A Canon on study leave –
though others
know
what that means.
The carriage smells of coffee and rain.
Across the aisle:
a student scrolling,
a man tapping at a laptop.
He takes the window seat,
bag at his feet,
carrying the kind of tiredness
that lives behind the ribs.
He serves at the Cathedral –
a place of beauty,
liturgy,
and gentle control.
On paper,
everything glows with life.
But something beneath
it has been dying for years.
He opens his tablet.
Not emails.
Not minutes.
A blog – 'When the Church Controls the Narrative.'
He skimmed it once,
called it bitter,
too certain.
But now,
with time and motion around him,
he begins to read.
“There is a sickness that grows in churches,
not suddenly
but slowly,
like rot beneath polished floors.
What once was love
becomes control.
What once was prudence
becomes deceit.”
The words land harder this time.
He scrolls.
“When churches prize reputation over repentance,
fear becomes the quiet force beneath it all.

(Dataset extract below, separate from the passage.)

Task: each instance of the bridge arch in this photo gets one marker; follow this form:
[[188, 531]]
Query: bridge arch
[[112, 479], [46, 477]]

Jesus never called us to manage appearances –
only to walk in the light.”
He turns to the window.
Fields blur past.
Light slides over them like mercy.
Every line lands –
vestry meetings, Chapters, PCCs.
He remembers those rooms:
the unsaid rules, the careful votes,
truth delayed until it dissolved.
He had thought,
If they knew what I knew,
they wouldn’t vote this way.
But truth had to be managed,
postponed, softened –
for the sake of peace.
For the sake of unity.
“Spin replaces confession.
Spiritual language becomes camouflage.”
He has preached such words himself –
dressed fear as prudence,
called silence peace.
He has watched power operate gently, politely,
with tea and minutes and follow-up emails.
He has felt how easily
the call to care
becomes the instinct to control.
And now something in him gives.
A shudder.
A breath held too long.
His eyes sting.
He weeps quietly.
No one sees.
He had known ministry would cost him.
But not this.
Not his soul.
He’d believed faith meant faithfulness,
that obedience would protect him,
that restraint was righteousness.
But somewhere along the way,
he learned to survive
by suppressing the truth.
And he wonders now –
if the system has marked him more than he knew.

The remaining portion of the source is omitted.